At three-thirty that afternoon, Harry, Ron, and the other Gryffindors hurried down the front steps onto the grounds for their first flying lesson. It was a clear, breezy day, and the grass rippled under their feet as they marched down the sloping lawns toward a smooth, flat lawn on the opposite side of the grounds to the forbidden forest, whose trees were swaying darkly in the distance.

The Slytherins were already there, and so were twenty broomsticks lying in neat lines on the ground. Harry had heard Fred and George Weasley complain about the school brooms, saying that some of them started to vibrate if you flew too high, or always flew slightly to the left.

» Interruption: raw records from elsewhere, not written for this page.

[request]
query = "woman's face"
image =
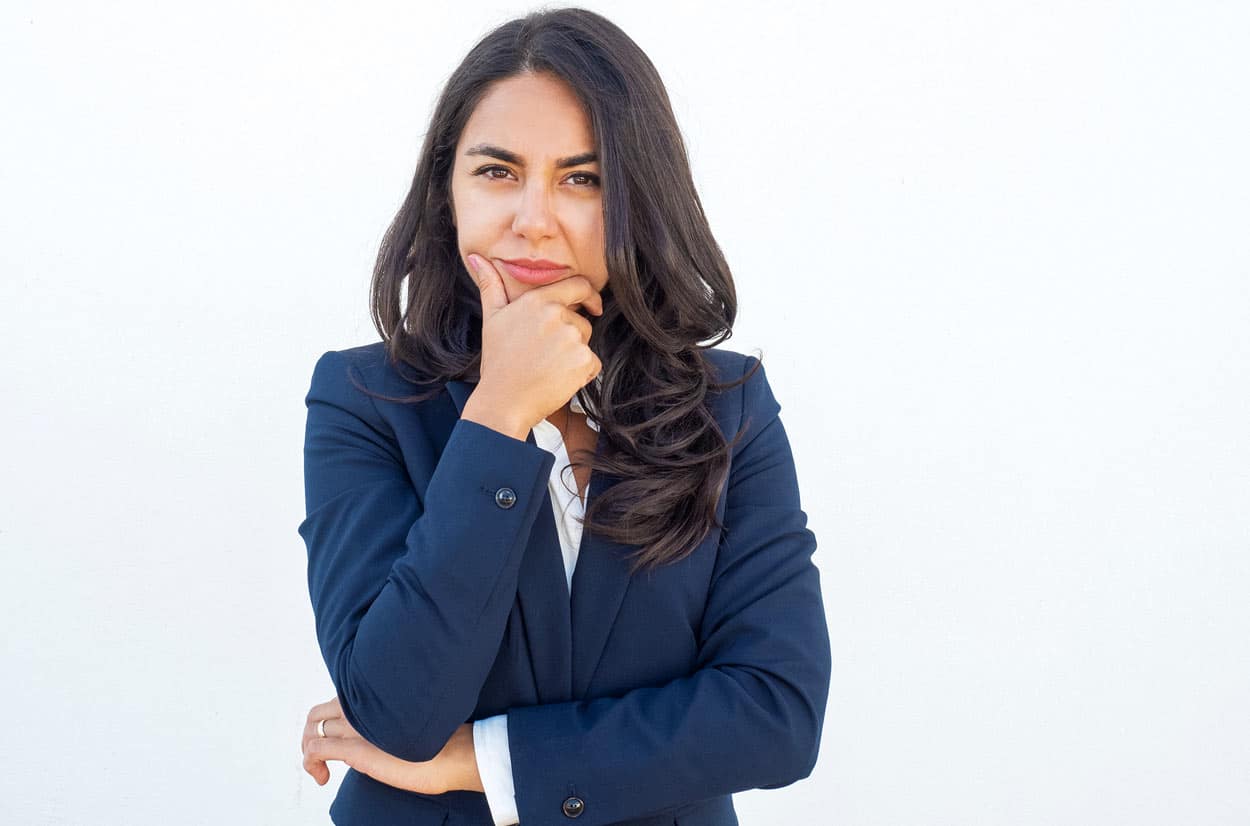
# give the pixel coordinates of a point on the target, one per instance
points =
(525, 183)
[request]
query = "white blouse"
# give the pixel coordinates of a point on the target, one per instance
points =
(490, 735)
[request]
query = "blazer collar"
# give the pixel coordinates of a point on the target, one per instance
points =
(566, 632)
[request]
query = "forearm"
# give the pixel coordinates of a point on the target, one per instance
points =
(410, 597)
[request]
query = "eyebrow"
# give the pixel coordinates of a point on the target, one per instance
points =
(513, 158)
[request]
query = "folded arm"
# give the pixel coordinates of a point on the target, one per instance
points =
(750, 716)
(410, 597)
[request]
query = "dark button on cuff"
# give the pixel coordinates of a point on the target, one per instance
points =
(505, 496)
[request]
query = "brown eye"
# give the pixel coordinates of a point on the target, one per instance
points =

––– Harry Potter and the Sorcerer's Stone

There’s subject-auxiliary inversion by the pronoun for locative complement, so. (1) In here, is so re-placing already there? (2) If the previous locative complement were there not already there, still could the inversion be proper (The Slytherins were there, and so were~) ?

1 Answer 1


The introductory element so is an obligatory trigger for subject-auxiliary inversion (abbreviated as SAI):

  1. ..., and so [were]AUX [ twenty broomsticks lying in neat lines on the ground ]SUBJ.

  2. *..., and so [ twenty broomsticks lying in neat lines on the ground ]SUBJ [were]AUX .

Example 2 is ungrammatical regardless of whether already is in the preceding clause. Removing it doesn't change whether it exhibits SAI.